Musaeus College founded in 1893, celebrated its 109th year in November last year. The history of the school dates back to November, 1891 when Marie Musaeus Higgins arrived in then Ceylon to take over Sangamitta Girls' School. This was in response to an advertisement in a United States magazine calling for a woman principal for a Buddhist girls' school.

This was due to the efforts of philanthropists like Peter de Abrew and his father William de Abrew who felt the need for a good school for the education of Sinhala Buddhist girls in the metropolis.

Consequently, it was Marie Musaeus Higgins who visualised this need having closely studied the history, traditions and culture of Sinhala people and realised to what extent such values had been eroded by colonialism. Thus with the benevolence of the Abrews who donated the land, Musaeus College was born in 1893 at Rosmead Place, as a small `mud hut'. In doing so Higgins overcame such constraints like the lack of decent buildings in imparting an education to girls, built on the foundation of a Buddhist way of life based on simplicity and high principles.

The school she started with only 12 students with much of the classrooms, the hostel and principal's quarters in the mud hut, that today stands out like a monument.

A new permanent building for the school, donated by Wilton Hack in 1895 carrying Mrs. Marie Musaeus Higgins vision of imparting a national education entrenched in the rich traditions of Ceylon and its cultural heritage. This helped create a national feeling among the Sinhala students.

And though the medium of instruction was English, teaching of the Sinhala Language, its literature, music, drama, and home science were given equal weightage. Higgins was able to instill such noble qualities like obedience and respect for elders and authority, compassion, kindness and humility while at the same time making gradual changes realising the value of the traditional dress, and use of the Sinhala identity. This enabled Musaeus students to receive an education with an excellent cultural background which has over the years been instilled in the next generations.

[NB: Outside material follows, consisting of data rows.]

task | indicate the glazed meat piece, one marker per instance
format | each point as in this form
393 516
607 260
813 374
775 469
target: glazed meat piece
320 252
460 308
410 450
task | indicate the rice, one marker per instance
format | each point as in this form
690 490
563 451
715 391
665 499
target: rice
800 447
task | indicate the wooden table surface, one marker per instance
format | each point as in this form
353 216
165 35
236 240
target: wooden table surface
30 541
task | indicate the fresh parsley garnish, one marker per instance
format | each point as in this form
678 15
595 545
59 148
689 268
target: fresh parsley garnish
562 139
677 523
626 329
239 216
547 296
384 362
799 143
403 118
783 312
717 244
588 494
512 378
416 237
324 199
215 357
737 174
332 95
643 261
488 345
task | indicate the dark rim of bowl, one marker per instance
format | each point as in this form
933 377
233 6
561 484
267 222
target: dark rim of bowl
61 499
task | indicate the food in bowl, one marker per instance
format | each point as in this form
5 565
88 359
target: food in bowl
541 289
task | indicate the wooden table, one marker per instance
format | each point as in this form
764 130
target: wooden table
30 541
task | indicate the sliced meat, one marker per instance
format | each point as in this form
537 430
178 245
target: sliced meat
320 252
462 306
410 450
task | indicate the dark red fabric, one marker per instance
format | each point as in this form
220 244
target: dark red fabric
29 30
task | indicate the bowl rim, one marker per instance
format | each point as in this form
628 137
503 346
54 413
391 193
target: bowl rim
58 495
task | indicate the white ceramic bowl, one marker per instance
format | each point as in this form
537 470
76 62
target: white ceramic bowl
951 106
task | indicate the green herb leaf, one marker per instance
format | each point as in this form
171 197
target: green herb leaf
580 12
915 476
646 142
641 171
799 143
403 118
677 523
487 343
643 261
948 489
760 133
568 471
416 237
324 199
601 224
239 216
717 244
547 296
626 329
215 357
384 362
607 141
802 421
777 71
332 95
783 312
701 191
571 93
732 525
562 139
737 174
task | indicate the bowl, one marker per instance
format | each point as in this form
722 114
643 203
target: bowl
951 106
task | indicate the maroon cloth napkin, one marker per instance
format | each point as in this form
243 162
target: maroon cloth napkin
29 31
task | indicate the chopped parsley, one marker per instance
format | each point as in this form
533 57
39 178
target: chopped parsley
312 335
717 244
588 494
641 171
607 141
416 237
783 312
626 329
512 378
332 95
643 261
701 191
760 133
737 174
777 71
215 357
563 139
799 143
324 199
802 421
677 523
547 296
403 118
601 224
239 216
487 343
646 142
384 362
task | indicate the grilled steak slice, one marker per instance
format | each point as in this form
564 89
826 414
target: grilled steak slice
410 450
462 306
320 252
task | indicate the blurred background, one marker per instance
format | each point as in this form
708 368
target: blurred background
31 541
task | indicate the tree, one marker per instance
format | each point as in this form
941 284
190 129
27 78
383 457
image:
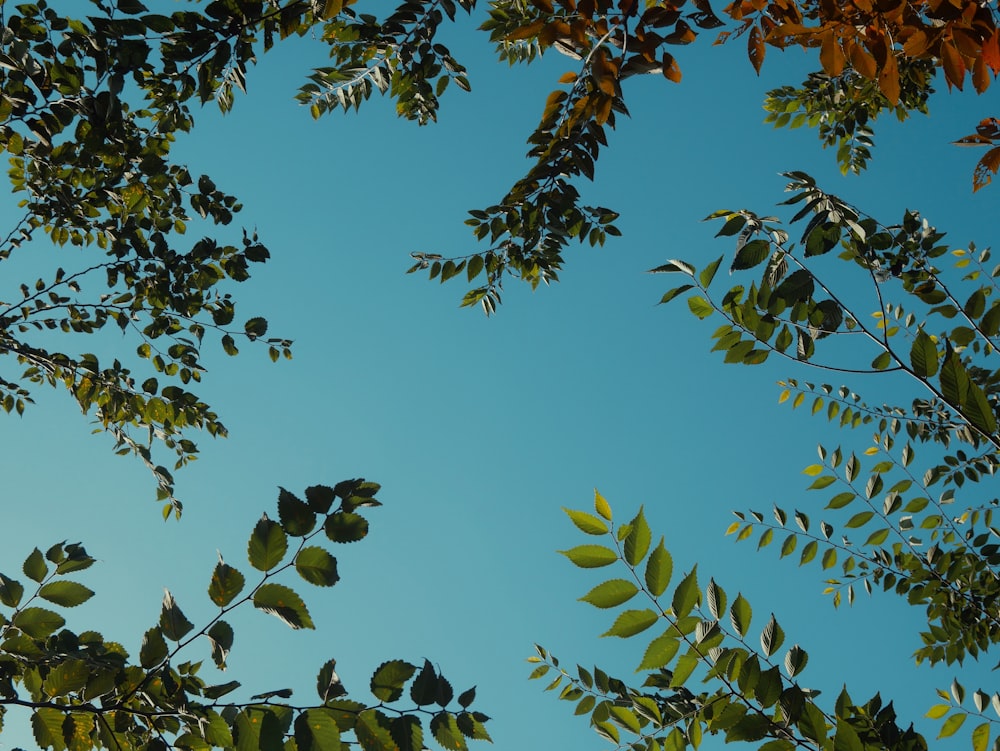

Towards this end Higgins considered history as the core of girls' education. Significantly, though British history was taught as a subject in the national curriculum, Higgins took Lankan history to her students through her own books written in English and translated into Sinhala through dramas like Viharamahadevi, Unmada Chitra and Pandukabhaya which became an annual feature on Founders' Day. She stressed the nature of the great women, imbibing in the students a sense of pride in their history. Students were schooled in English Literature which was a big subject as much as Physiology, Arithmetic, Basic Science and Geography through which a sense of the world was created in students.

The work books the Marie Musaeus Higgins used and her methodology could be examples to the teacher of today. Stress was laid on good handwriting while piano forte lessons were made available to students desirous of learning singing and the art and painting and needlework and crochet were woven into the lives of students at Musaeus. Its record of success is reflected in the fact that students sat and passed successfully the Junior and Senior Cambridge Examinations as early as 1897.

If Higgins Musaeus converted the school into what it is by way of education, the names of the Abrews and De Silvas are also synonymous in its development. Peter Abrew was the longest serving trustee for over a quarter century while Dr. G. C. I. de Silva managed the school as trustee for 25 years. His son Chandima, who was Managing Trustee till recently, served 18 long years.

Today, with a 6,500 strong student population, Musaeus College is one of the oldest if not the oldest girls' Buddhist institution in Sri Lanka which will soon have a modern auditorium and swimming pool where the students have excelled in the field of sports. It also has a nursery and primary school.

Some of the students who have brought fame to Musaeus in the field of sports are Tehani Guruge (squash), U.K. Dharmadasa and A. Wijesuriya (swimming), I. Ranawickrema (athletics), S. Peiris (netball), U. Manapperuma (swimming) and R. Dissanayake (chess), all of whom were awarded school and national colours.